Over the course of three-plus decades, I worked with just about everyone of the big accounting firms on one project or another, including Ernst & Young. I believe it’s safe to say that they were, everyone of them, incredibly riddled with everything that makes a bad boss hate-able—rigid corporate beliefs, the confusing of bullying with strength, a preening sense of superiority, and deeply embedded racism and sexism. Nothing seems to have changed.
There was more. Women were advised to avoid “crying,” being “rambling and redundant” or speaking in a “high-pitched or shrill” voice. One attendee told HuffPost she was advised not to “directly confront men in meetings, because men perceive this as threatening.”
“Don’t be too aggressive or outspoken,” the attendee said she was told. “If you’re having a conversation with a man, cross your legs and sit at an angle to him. Don’t talk to a man face-to-face. Men see that as threatening.”
Please. The next man who says something like this?
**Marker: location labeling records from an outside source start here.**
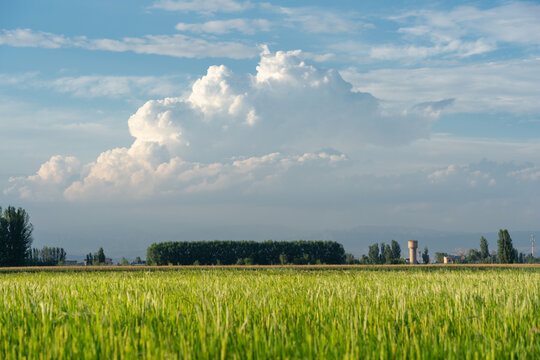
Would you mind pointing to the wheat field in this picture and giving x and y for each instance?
(272, 313)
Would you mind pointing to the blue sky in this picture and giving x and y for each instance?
(291, 117)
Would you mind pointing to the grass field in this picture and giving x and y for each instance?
(445, 313)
Threaten them.
Elijah Cummings The fight for the soul of American democracy.
Washington Post
This op-ed is adapted from a foreword that Cummings wrote July 17 for the forthcoming book, “In Defense of Public Service: How 22 Million Government Workers Will Save Our Republic,” by Cedric L. Alexander.
As I pen these words, we are living through a time in our nation’s history when powerful forces are seeking to divide us one from another; when the legitimacy of our constitutional institutions is under attack; and when factually supported truth itself has come under relentless challenge.
I am among those who have not lost confidence in our ability to right the ship of American democratic life, but I also realize that we are in a fight — a fight for the soul of our democracy.
As an American of color, I have been able to receive an excellent public education, become an attorney, and serve my community and country in both the Maryland General Assembly and Congress because of one very important fact: Americans of conscience from every political vantage point took our Constitution seriously and fought for my right to be all that I could become.
This is the personal debt that I and so many others with my heritage owe to our democratic republic — to the 20-million-plus Americans who serve our republic and its values in our nation’s civil service.
And this is also why I, personally, will remain in the fight to preserve our republic and the humane and equitable values at its foundation for as long as I can draw breath.
And that’s the point where I started crying.